# Are Fish Actually Pets?



## Mizzkitt (Mar 23, 2018)

I used to think that since you could not pat it or play with it then an aquarium full of fish could not be pets.

However, watching someone connect with their fish has made me change my mind. The fish do seem to know and respond to their owner. They follow his finger on the glass while when I approach they ran for cover. Mesmerizing is the only way to describe it.

But I still draw the line at calling snakes and spiders pets


----------



## Camper6 (Mar 23, 2018)

Mizzkitt said:


> I used to think that since you could not pat it or play with it then an aquarium full of fish could not be pets.
> 
> However, watching someone connect with their fish has made me change my mind. The fish do seem to know and respond to their owner. They follow his finger on the glass while when I approach they ran for cover.
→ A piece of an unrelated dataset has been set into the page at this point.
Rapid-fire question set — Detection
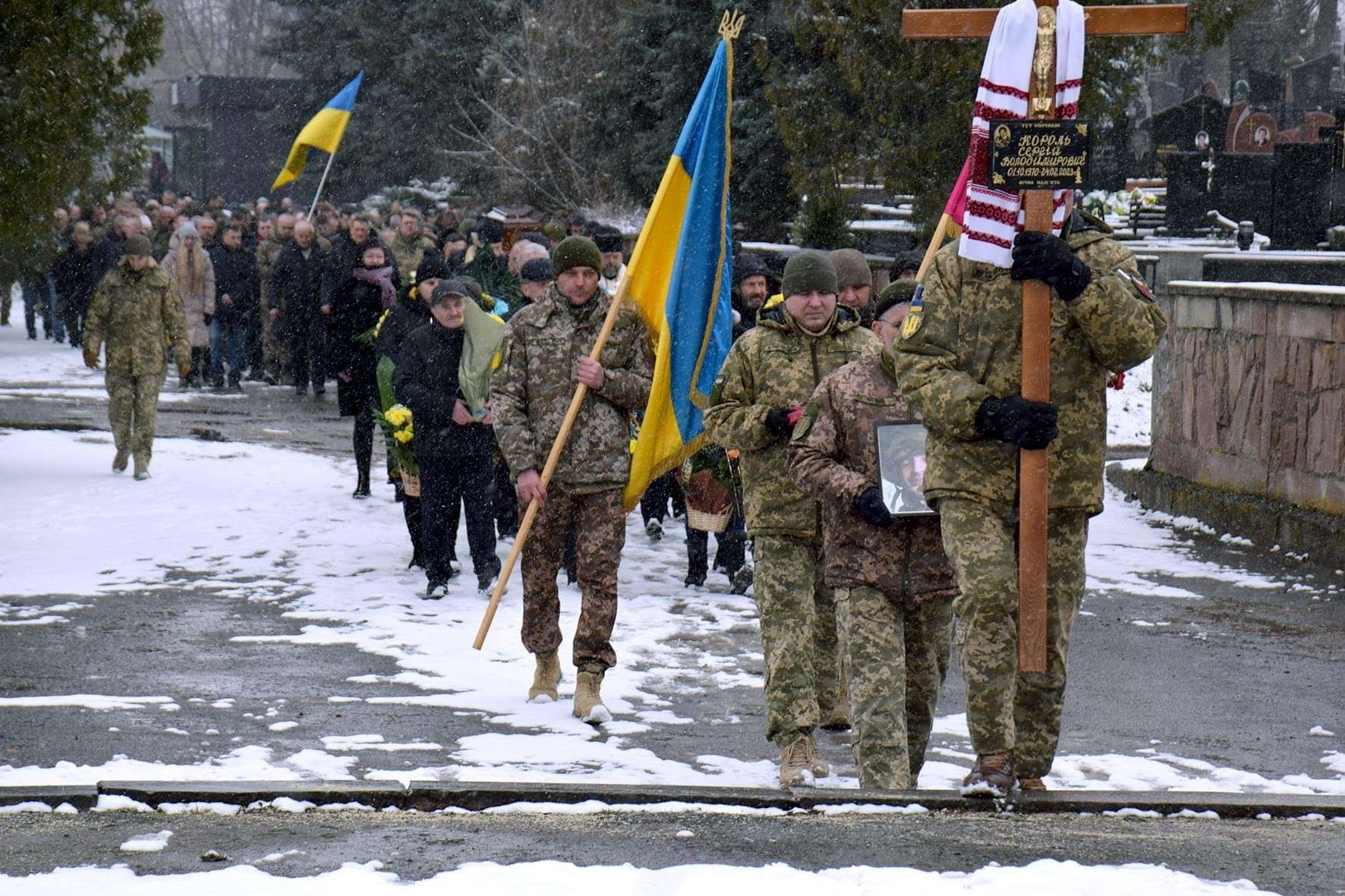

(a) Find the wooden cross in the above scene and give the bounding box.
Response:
[901,0,1186,673]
Mesmerizing is the only way to describe it.
> 
> But I still draw the line at calling snakes and spiders pets



Anything you take care of such as feed and clean is a pet.

Spiders look after themselves.

I have a goldfish.  He gets all excited when he sees me coming.


----------



## Mizzkitt (Mar 23, 2018)

Just one goldfish Camper....isn't he lonely?


----------



## IKE (Mar 23, 2018)

Mizzkitt said:


> Just one goldfish Camper....isn't he lonely?



I think that I'd have to have at least two......even goldfish need love.


----------



## Gary O' (Mar 23, 2018)

IKE said:


> I think that I'd have to have at least two......even goldfish need love.
> 
> 
> View attachment 50143


Don't know about goldfish, but some species love each other very much, for dinner
not good to be little around the big ones


----------



## Ruth n Jersey (Mar 23, 2018)

Yes, I think fish are pets. My Grandpa had a pet cricket in the basement. Every night after dinner he would go down the stairs and sit on the last step and make a chirping noise. Soon the little cricket came out and my Grandpa would  hand feed him a bit of food. The cricket was particularly fond of tomatoes.


----------



## ClassicRockr (Mar 23, 2018)

We use to have a 5-gallon aquarium that had a male Betta that was very colorful. This was our first aquarium and it did take quite a bit of work to take care of it. Changing water and feeding. We put some live aquatic plants inside, a few Ghost Shrimp and a snail. Had a Water Test Kit and some Fish Medical fluids. The shrimp and snail helped keep the tank clean. Actually, we had two Betta's at different times. One died, so we got another one. After that one died, we had enough. Sold the aquarium and everything at a garage sale.

During the time we had both, it was pretty cool, but as already stated, quite a bit of work. Our next pet, if able to get one after we move, will be a Shih Tzu pup or a little older. Unfortunately, unlike here, most apartments where we are looking to move, don't allow pets. 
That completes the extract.